A team of elite National Park Service rangers are searching Saturday for missing Long Island native Gabby Petito in Grand Teton in Wyoming and another squad may be combing a remote part of nearby Yellowstone, a report said.
The searches in Wyoming are underway at the same time police and FBI officers in Florida are searching a wildlife preserve for Petito’s boyfriend, Brian Laundrie, whose parents say they last saw him Tuesday.
Petito’s family accused Laundrie, 23, of “hiding” after he refused to help cops in the case once he arrived back in Florida after driving home alone from the Wyoming park.
“There is a group of park rangers that is searching for Gabby Petito in the backcountry of the park,” a Grand Teton Park Ranger told DailyMail.com. “This is the park’s elite search and rescue unit.
Petito, 22, last spoke with her family on Aug. 25 from Grand Teton, and posted her last Instagram photo from the park, which is about 30 miles south of Yellowstone. Petito’s last text to her family inexplicably said she didn’t have service in Yosemite — nearly 900 miles away, in California.
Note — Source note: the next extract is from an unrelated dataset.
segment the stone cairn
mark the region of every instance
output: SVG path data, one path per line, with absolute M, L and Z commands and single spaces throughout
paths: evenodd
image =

The 310,000 acre Grand Teton park has more than 485 square miles of backcountry, most of which is requires hiking in. “Members of search unit at the park can be air lifted to various remote areas for a search,” the ranger said. “They don’t tell us specifics they sort of do what they do.”
Petito’s stepfather, Jim Schmidt, who is in Wyoming trying to aid the search for her, told DailyMail.com, they are confident she made it to the area, but aren’t sure where she may have been camping.
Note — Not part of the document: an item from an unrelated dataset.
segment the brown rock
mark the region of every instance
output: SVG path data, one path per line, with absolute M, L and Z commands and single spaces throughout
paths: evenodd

The news outlet found a list of backcountry sites in the park on a camping website called thedyrt.com registered to “Gabby and Brian V.” Reporters visited several of the sites, including one that showed recent signs of grizzly bear activity, one of many predators that live in the park.
The ranger also said he believes “there may also be a search going on in a remote area of Yellowstone National Park.”
It’s not clear where in Yellowstone the rangers might be searching. One 50-square mile section of the park edges over the border into Idaho, which some have called the “zone of death” because of a theory that a murder there.